The demonstration worked, the enthusiasm was there, and then... nothing. The prototype sits gathering dust. This is the most common fate of AI projects: it is estimated that nearly 80% of proofs of concept never make it into production.
Why so many projects stop at the prototype
- No prioritised use case: a technical feat was demonstrated, but no real business problem was solved.
- Unprepared data: the prototype ran on a clean sample; reality is messier.
- No integration with existing systems: an isolated tool that nobody connects to existing processes.
- Adoption neglected: without training and support, teams go back to their old habits.
- Compliance forgotten: the constraints of law n°1.565 are discovered too late and the project is frozen.
The method: 4 milestones
1. Scoping
Business interviews, process mapping, selection of the highest-impact use case and quantification of the expected return. Nothing gets coded before there is a measurable objective.
2. Measured prototype
A prototype built on real data, with success indicators defined upfront. Value is validated before investing in industrialisation.

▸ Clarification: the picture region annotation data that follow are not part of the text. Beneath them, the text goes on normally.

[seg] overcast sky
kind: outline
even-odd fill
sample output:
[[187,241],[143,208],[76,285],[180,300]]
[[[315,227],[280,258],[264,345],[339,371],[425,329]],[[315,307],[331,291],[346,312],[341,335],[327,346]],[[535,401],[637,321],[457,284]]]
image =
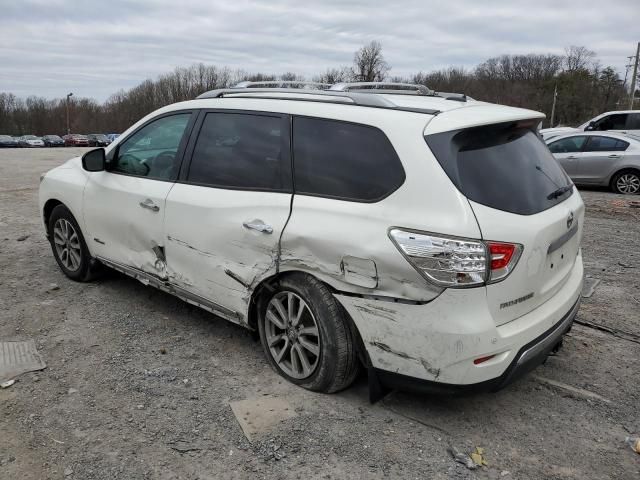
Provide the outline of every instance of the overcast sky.
[[640,0],[0,0],[0,92],[105,100],[203,62],[313,75],[370,40],[392,75],[594,50],[624,76]]

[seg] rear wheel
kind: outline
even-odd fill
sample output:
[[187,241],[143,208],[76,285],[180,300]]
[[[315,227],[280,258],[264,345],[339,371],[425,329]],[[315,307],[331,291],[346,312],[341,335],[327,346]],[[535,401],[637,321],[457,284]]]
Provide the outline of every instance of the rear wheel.
[[348,387],[359,361],[347,314],[316,278],[295,273],[279,281],[261,306],[258,327],[269,363],[309,390]]
[[640,193],[640,172],[637,170],[624,170],[614,175],[611,180],[611,188],[616,193],[633,195]]
[[60,270],[72,280],[90,280],[91,256],[78,222],[64,205],[58,205],[49,217],[49,242]]

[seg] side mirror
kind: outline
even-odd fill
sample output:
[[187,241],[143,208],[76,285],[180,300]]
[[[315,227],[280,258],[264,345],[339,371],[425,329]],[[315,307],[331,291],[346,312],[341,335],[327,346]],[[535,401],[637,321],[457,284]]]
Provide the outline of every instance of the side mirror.
[[89,150],[82,156],[82,168],[87,172],[101,172],[104,170],[105,163],[104,148]]

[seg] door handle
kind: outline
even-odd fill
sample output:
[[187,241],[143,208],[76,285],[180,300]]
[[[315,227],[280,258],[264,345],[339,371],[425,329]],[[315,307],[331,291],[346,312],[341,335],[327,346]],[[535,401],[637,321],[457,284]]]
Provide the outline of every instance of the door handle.
[[273,233],[273,227],[271,225],[267,225],[262,220],[252,220],[250,222],[243,222],[242,226],[244,228],[248,228],[249,230],[256,230],[262,233]]
[[146,208],[147,210],[151,210],[152,212],[160,211],[160,207],[153,203],[153,200],[151,200],[150,198],[147,198],[144,202],[140,202],[138,205],[140,205],[142,208]]

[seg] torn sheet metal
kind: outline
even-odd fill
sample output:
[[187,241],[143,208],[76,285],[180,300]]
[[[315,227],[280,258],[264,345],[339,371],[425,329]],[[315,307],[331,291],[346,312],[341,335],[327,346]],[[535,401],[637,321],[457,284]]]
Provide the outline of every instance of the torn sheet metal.
[[582,284],[582,298],[591,298],[600,282],[599,278],[585,278]]
[[33,340],[0,342],[0,383],[46,367],[47,364],[42,360]]
[[252,443],[280,422],[298,416],[289,402],[278,397],[239,400],[229,405],[247,440]]
[[378,271],[373,260],[347,255],[342,257],[340,268],[348,283],[366,288],[378,286]]

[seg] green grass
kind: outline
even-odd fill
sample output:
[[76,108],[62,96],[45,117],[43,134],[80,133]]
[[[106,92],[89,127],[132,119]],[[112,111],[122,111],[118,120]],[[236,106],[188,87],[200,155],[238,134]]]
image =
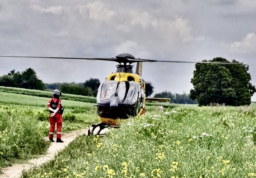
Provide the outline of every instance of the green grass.
[[[30,90],[24,88],[3,86],[0,86],[0,91],[45,98],[51,98],[52,95],[52,91],[43,91],[37,90]],[[96,98],[95,97],[91,96],[86,96],[63,93],[62,95],[61,98],[64,100],[71,100],[93,103],[96,103]]]
[[194,106],[148,112],[104,137],[80,136],[22,177],[252,177],[256,110]]
[[[45,151],[48,134],[50,98],[0,92],[0,173],[2,168]],[[62,132],[98,122],[93,103],[63,100]]]

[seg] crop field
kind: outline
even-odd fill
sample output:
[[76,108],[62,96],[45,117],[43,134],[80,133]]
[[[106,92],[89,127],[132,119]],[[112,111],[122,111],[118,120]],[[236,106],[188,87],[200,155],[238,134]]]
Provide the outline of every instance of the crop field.
[[254,177],[256,107],[180,106],[79,136],[27,177]]
[[[0,168],[45,152],[50,143],[44,139],[50,127],[49,98],[0,91]],[[99,121],[93,103],[62,101],[63,132]],[[256,104],[167,104],[161,113],[159,103],[149,104],[145,115],[126,121],[103,137],[79,136],[22,177],[256,177]]]
[[[50,127],[46,106],[50,95],[40,97],[12,91],[0,91],[0,172],[1,168],[44,153],[50,144],[44,137]],[[78,101],[62,100],[63,132],[99,122],[94,104],[80,101],[79,97]]]
[[[31,95],[40,97],[51,97],[52,92],[42,91],[36,90],[29,90],[24,88],[13,88],[0,86],[0,92],[3,92],[11,93],[21,94],[26,95]],[[77,95],[71,94],[63,94],[61,97],[62,99],[82,101],[88,103],[95,103],[96,98],[95,97]]]

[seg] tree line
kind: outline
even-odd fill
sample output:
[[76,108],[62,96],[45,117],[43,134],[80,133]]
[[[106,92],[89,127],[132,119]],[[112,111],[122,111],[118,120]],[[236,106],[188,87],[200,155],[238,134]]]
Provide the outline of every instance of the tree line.
[[[199,106],[215,104],[230,106],[249,105],[251,98],[256,92],[250,82],[248,66],[233,59],[231,62],[221,57],[204,62],[227,62],[236,65],[197,63],[191,80],[194,89],[189,94],[172,94],[166,91],[154,95],[154,97],[169,98],[175,103],[196,104]],[[84,83],[44,84],[29,68],[21,73],[14,70],[0,77],[0,86],[37,90],[59,88],[64,93],[96,96],[100,84],[98,79],[91,78]],[[146,83],[146,97],[153,92],[150,82]]]
[[100,82],[91,78],[84,83],[44,83],[35,70],[29,68],[21,72],[13,70],[7,75],[0,77],[0,86],[40,90],[60,89],[64,93],[96,96]]

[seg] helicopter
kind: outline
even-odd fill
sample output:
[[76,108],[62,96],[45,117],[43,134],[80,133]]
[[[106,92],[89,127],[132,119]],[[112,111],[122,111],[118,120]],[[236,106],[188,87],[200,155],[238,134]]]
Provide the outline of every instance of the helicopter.
[[[237,64],[247,65],[242,63],[215,62],[192,62],[173,60],[161,60],[136,58],[128,53],[120,54],[115,57],[75,58],[31,56],[0,56],[2,57],[67,59],[113,61],[119,63],[116,65],[115,72],[109,75],[105,81],[100,85],[96,97],[97,114],[101,122],[92,124],[91,131],[88,135],[93,134],[95,129],[99,127],[97,134],[109,127],[118,127],[119,122],[130,117],[143,115],[145,111],[146,101],[168,101],[169,98],[146,98],[145,81],[142,76],[143,62],[164,62]],[[133,63],[137,63],[134,72]]]

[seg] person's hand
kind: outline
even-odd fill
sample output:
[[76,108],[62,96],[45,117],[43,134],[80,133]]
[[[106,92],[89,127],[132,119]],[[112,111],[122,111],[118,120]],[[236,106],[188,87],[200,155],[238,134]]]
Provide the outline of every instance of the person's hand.
[[54,112],[53,113],[52,113],[51,114],[51,117],[53,117],[54,116],[55,116],[55,114],[56,114],[56,113],[57,112],[56,112],[56,111],[54,111]]

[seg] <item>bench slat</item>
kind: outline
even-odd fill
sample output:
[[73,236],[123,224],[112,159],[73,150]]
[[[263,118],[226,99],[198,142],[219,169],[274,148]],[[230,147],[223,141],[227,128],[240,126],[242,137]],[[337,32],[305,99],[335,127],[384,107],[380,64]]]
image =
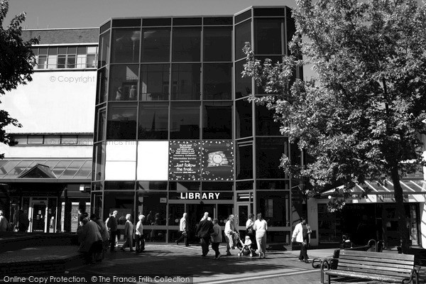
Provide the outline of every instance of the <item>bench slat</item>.
[[346,251],[342,250],[340,256],[366,256],[369,258],[393,259],[398,261],[414,261],[414,255],[403,253],[375,253],[372,251]]
[[369,274],[377,274],[377,275],[393,275],[393,276],[399,276],[399,277],[407,277],[410,278],[410,273],[398,273],[398,272],[392,272],[392,271],[383,271],[380,270],[374,270],[374,269],[368,269],[368,268],[348,268],[348,267],[342,267],[339,268],[338,271],[347,271],[347,272],[353,272],[353,273],[365,273]]
[[406,260],[398,260],[393,258],[371,258],[368,256],[339,256],[339,259],[348,259],[348,260],[356,260],[356,261],[372,261],[377,262],[381,263],[388,263],[389,265],[395,264],[403,264],[403,265],[409,265],[411,266],[414,263],[414,258],[411,261]]
[[415,267],[414,255],[409,254],[342,250],[337,261],[337,266],[332,266],[336,268],[324,270],[324,273],[401,283],[411,277]]
[[389,271],[398,271],[398,272],[410,272],[413,269],[413,266],[406,265],[394,265],[389,266],[386,263],[379,263],[377,262],[372,261],[348,261],[347,260],[339,260],[338,266],[354,266],[359,268],[367,267],[371,269],[376,270],[385,270]]
[[397,277],[397,276],[390,276],[390,275],[376,275],[376,274],[370,274],[370,273],[351,273],[348,271],[324,271],[324,273],[327,275],[332,275],[332,276],[344,276],[344,277],[352,277],[354,278],[361,278],[361,279],[370,279],[370,280],[377,280],[380,281],[388,281],[388,282],[396,282],[401,283],[404,279],[408,279],[410,277]]

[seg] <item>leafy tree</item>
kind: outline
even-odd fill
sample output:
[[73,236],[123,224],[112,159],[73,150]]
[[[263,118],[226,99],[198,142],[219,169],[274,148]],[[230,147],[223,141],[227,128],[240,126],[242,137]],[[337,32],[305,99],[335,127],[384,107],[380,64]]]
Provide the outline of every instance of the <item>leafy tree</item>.
[[[16,89],[20,84],[31,81],[33,67],[36,58],[31,51],[32,45],[38,43],[38,38],[23,40],[21,24],[25,21],[26,13],[15,16],[9,26],[3,28],[3,21],[9,11],[9,3],[0,1],[0,95]],[[1,102],[0,102],[1,103]],[[8,125],[21,127],[18,121],[9,114],[0,109],[0,142],[11,144],[11,138],[5,131]],[[4,154],[0,154],[3,158]]]
[[[341,209],[349,190],[366,180],[392,180],[403,251],[409,232],[400,179],[423,163],[426,133],[426,9],[416,0],[297,0],[296,33],[282,62],[256,60],[248,43],[242,74],[268,94],[252,96],[275,111],[281,132],[310,157],[281,167],[310,181],[307,193],[329,185]],[[256,50],[254,50],[256,51]],[[303,60],[301,60],[303,58]],[[311,64],[315,80],[295,78]],[[366,192],[368,190],[366,187]]]

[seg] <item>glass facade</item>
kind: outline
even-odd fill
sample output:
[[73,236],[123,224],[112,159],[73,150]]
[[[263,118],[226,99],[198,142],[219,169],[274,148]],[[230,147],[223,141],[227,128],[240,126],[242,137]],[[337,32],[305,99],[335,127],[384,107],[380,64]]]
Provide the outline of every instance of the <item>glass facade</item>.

3. Progressive production rollout
Integration with existing systems, sovereign hosting, testing in real conditions, phased deployment starting with the safest uses.
4. Handover & steering
Team training, documentation, gain indicators and continuous improvement. The tool lives on, measures its results and keeps getting better.
A successful AI project is judged in production, not in a demonstration.
Before you launch: the checklist
- Is the business problem clear and quantified?
- Is the necessary data available and usable?
- Is the architecture sovereign and compliant?
- Who will use the tool, and how will they be supported?
Answering these four questions before the first line of code already puts you among the 20% who succeed.